The defendants named in the suit are the SAG-AFTRA Health Plan, the board of trustees and individual trustees, including Gordon, Masur, SAG-AFTRA National Executive Director David White, SAG-AFTRA General Counsel Duncan Crabtree-Ireland, SAG Contracts Director Ray Rodriguez and Carol Lombardini, president of the Alliance of Motion Picture and Television Producers — which serves as the bargaining arm for studios and networks in negotiations with the industry’s unions.
Others trustees named are Daryl Anderson, Helayne Antler, Timothy Blake, Jim Bracchitta, Ann Calfas, John Carter Brown, Eryn M. Doherty, Gary M. Elliott, Mandy Fabian, Leigh French, J. Keith Gorham, Nicole Gustafson, James Harrington, David Hartley-Margolin, Harry Isaacs, Marla Johnson, Robert W. Johnson, Bob Kaliban, Sheldon Kasdan, Matthew Kimbrough, Lynn Lambert, Shelley Landgraf, Allan Linderman, Stacy K. Marcus, John T. McGuire, Dian P. Mirowski, D.W. Moffett, Paul Muratore, Tracy Owen, Michael Pniewski, Alan H. Raphael, John E. Rhone, Marc Sandman, Shelby Scott, David Silberman, Sally Stevens, John H. Sucke, Kim Sykes, Gabriela Teissier, Lara Unger, Ned Vaughn, David Weissman, Russell Wetanson and Samuel P. Wolfson.
Nearly 20,000 people have signed a change.org petition titled “Overturn the changes made to the SAG-AFTRA Health Plan” since August.

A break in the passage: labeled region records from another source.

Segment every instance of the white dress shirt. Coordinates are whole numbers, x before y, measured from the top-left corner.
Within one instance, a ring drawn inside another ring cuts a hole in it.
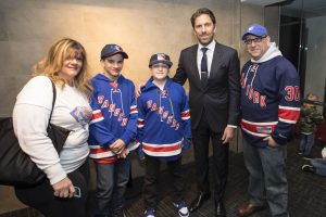
[[[208,46],[203,46],[201,43],[198,43],[198,50],[197,50],[197,67],[198,67],[198,72],[199,72],[199,77],[201,79],[201,59],[202,59],[202,48],[208,48],[206,51],[206,56],[208,56],[208,77],[210,77],[210,73],[211,73],[211,66],[212,66],[212,61],[213,61],[213,54],[214,54],[214,49],[215,49],[215,40],[212,40],[212,42],[210,42]]]

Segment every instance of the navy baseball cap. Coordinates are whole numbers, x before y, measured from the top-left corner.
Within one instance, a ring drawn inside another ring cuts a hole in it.
[[[268,34],[267,34],[267,29],[264,26],[259,24],[252,24],[242,35],[242,40],[246,40],[248,35],[263,37],[263,36],[267,36]]]
[[[115,55],[117,53],[121,53],[124,59],[128,59],[128,54],[122,49],[122,47],[114,44],[114,43],[109,43],[104,46],[104,48],[101,51],[101,60],[109,58],[111,55]]]
[[[156,63],[163,63],[166,64],[170,68],[172,66],[172,62],[170,61],[170,56],[165,53],[156,53],[153,54],[150,59],[149,66],[151,67],[152,65]]]

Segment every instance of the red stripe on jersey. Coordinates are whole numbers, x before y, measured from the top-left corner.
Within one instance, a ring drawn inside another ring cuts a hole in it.
[[[93,113],[93,114],[91,115],[90,120],[98,119],[98,118],[101,118],[101,117],[103,117],[103,115],[102,115],[101,112]]]
[[[137,112],[137,107],[130,107],[130,113]]]
[[[105,158],[99,158],[99,159],[93,159],[98,164],[113,164],[114,162],[117,161],[116,157],[105,157]]]
[[[278,117],[283,119],[288,119],[297,122],[300,117],[300,110],[287,110],[284,107],[278,108]]]
[[[143,125],[143,124],[145,124],[145,120],[143,120],[143,119],[142,119],[142,120],[139,120],[139,119],[138,119],[138,120],[137,120],[137,124],[138,124],[138,125]]]
[[[149,146],[142,143],[142,149],[150,151],[150,152],[172,152],[181,149],[181,143],[177,143],[172,146]]]
[[[108,152],[109,150],[105,148],[97,148],[97,149],[90,149],[89,153],[90,154],[99,154],[99,153],[103,153],[103,152]]]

In September, the health plan announced an 80% reduction in COBRA premiums for participants who no longer qualified for coverage starting Oct. 1.
The suit was filed by Neville L. Johnson, who represented plaintiffs in litigation over how unions handled foreign royalties, including the late Ken Osmond’s class-action lawsuit in 2007 against the Screen Actors Guild, asserting that SAG had over-stepped its authority in collecting foreign royalties without disclosing the collection agreements. The action was settled in 2010.